Before the Oscars, catch a screening of Everything Everywhere All at Once. If you still haven’t seen this mind-blowing masterpiece starring Michelle Yeoh and Jamie Lee Curtis, head over to Sala Equis (one of the coolest cultural spaces in the city) on Saturday or Sunday for a special pre-Oscar session. Located in a historic building in downtown Madrid, Sala Equis is well known by locals as it the city’s last adult movie theater. Since reopening its doors, it regularly holds special events, exhibits and film screenings. Saturday, March 11, 10 p.m.. Sunday, March 12, 5 p.m. Duque de Alba 4, Madrid. €6.90.
A night with Lewis Capaldi. The British pop/rock singer and composer is performing live this Saturday at 9 p.m. at the Wizink center in Madrid as part of his European 2023 tour. Capaldi is promoting his second album 'Broken By Desire To Be Heavenly Sent'. Tickets start at €56.
The force can be with you this weekend. The epic battle between the Jedi and the evil Empire takes over the town of Fuenlabrada this weekend as the Universo Star Wars exhibit opens its doors. Not only this is a great opportunity for you to get out of your Malasaña bubble, it’s also a chance to see over 150 collector’s items and real life-size figures from classic characters like C-3PO and Boba Fett. Centro de Arte Tomás y Valiente. Calle de Leganés 51, Fuenlabrada. Free admission.

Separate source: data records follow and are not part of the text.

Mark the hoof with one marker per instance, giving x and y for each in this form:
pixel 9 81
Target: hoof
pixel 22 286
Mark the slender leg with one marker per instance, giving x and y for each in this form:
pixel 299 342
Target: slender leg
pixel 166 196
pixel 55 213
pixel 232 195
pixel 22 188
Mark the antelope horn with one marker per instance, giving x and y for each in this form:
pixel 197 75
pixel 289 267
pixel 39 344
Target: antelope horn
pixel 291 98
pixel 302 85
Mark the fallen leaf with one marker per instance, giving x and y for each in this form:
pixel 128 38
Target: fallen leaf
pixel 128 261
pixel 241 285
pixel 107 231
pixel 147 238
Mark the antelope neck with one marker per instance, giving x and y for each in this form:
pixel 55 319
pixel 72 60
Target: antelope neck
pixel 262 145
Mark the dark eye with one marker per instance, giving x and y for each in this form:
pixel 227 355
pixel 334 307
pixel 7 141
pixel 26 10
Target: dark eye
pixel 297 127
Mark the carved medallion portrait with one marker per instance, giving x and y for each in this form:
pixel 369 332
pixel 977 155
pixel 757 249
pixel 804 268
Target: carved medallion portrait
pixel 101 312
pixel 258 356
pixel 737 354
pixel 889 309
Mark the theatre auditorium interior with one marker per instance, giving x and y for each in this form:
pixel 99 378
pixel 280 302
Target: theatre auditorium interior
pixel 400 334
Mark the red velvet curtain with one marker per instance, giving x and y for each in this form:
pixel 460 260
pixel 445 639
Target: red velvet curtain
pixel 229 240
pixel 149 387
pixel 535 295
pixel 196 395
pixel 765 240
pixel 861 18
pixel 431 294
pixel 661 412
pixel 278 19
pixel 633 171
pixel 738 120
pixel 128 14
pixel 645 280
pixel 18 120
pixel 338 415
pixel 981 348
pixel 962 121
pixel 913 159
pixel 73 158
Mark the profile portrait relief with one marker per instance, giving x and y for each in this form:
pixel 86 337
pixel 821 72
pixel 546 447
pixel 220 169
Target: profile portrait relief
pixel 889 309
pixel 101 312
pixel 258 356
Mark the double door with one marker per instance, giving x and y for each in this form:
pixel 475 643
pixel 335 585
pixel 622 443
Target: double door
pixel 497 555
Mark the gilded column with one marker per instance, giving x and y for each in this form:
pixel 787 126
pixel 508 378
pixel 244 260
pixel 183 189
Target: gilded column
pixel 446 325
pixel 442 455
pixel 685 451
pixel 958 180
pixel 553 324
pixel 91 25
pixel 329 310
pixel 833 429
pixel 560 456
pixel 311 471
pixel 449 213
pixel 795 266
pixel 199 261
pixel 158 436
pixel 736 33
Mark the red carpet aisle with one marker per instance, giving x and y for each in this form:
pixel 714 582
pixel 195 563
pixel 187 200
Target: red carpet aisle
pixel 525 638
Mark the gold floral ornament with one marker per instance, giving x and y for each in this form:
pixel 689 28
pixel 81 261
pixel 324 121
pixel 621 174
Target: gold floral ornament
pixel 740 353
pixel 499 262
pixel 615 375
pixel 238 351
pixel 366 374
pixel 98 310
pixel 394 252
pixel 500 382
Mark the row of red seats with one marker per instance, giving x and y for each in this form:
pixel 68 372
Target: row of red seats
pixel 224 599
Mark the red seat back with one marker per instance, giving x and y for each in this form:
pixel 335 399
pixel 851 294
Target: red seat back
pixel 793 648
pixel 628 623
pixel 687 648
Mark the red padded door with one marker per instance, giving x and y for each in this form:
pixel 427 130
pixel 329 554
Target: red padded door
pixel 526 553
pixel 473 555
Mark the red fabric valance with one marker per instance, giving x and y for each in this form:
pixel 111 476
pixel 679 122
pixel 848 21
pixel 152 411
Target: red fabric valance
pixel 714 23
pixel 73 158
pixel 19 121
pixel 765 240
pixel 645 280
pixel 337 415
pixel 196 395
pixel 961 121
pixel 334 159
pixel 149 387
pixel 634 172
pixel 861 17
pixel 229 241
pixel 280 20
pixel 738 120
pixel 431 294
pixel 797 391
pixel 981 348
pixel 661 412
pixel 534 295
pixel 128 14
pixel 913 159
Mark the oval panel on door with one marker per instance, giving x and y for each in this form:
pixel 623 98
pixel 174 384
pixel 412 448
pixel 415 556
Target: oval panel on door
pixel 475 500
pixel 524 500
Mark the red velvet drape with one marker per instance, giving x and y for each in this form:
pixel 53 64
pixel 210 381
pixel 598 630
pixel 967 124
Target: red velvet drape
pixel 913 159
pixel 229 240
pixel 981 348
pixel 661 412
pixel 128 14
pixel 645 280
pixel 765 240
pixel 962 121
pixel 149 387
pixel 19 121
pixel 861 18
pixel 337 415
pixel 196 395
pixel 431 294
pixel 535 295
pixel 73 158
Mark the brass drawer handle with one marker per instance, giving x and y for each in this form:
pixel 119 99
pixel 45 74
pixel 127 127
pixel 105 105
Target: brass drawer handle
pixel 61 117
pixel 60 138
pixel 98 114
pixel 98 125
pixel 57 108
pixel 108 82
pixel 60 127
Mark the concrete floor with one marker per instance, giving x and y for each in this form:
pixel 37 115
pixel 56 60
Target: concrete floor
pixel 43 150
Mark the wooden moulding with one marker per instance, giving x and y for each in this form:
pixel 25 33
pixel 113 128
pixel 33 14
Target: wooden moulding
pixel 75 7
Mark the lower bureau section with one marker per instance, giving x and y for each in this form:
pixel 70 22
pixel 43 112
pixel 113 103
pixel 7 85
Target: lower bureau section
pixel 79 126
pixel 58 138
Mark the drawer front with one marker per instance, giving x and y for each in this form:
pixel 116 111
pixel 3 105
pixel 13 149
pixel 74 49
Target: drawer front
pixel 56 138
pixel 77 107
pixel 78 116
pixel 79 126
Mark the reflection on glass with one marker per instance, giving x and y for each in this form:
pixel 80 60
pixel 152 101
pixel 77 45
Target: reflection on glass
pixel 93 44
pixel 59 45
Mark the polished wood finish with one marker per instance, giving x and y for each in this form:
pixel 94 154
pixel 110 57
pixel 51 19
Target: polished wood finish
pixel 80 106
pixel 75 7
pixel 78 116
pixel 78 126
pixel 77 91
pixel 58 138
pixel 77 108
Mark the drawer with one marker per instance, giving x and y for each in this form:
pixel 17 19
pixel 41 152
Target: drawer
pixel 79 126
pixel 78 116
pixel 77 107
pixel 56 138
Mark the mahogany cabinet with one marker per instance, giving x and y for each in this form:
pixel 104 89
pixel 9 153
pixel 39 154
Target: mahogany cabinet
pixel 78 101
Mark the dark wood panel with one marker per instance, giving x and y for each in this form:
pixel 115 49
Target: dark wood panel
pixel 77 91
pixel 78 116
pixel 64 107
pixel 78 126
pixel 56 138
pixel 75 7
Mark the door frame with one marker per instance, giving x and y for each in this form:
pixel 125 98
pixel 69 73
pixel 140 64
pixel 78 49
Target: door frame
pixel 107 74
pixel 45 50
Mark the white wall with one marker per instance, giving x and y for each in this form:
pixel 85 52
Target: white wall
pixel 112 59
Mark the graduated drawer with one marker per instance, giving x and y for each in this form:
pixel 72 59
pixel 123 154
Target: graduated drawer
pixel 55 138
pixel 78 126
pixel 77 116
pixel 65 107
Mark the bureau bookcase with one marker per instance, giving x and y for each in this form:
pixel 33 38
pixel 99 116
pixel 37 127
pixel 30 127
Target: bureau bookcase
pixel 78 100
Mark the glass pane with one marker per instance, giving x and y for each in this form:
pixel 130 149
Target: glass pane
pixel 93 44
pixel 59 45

Fight the Sunday blues by riding a train from 1886. On Sunday (March 12), head over to Arganda del Rey (the town right outside Madrid, not the Metro station) and hop on a vintage 19th century locomotive to experience travel the old fashioned way. The ride covers 4 km between Arganda del Rey and the nearby town of Rivas-Vaciamadrid. Get ready to ride along a “spectacular 175-meter wrought-iron bridge across the river Jarama—the epic setting of the Battle of Jarama during the Spanish Civil War”. Tickets are €7 and include a visit to the train museum in La Poveda. For schedule and tickets, click here.
🎼 Coming Up
Tickets for the annual Noches del Botaníco music fest at Madrid’s Complutense University went on sale on March 8. Rubén Blades, Avishai Cohe, the Wailers, Siouxsie…get ‘em while they’re hot, because they often don’t last long.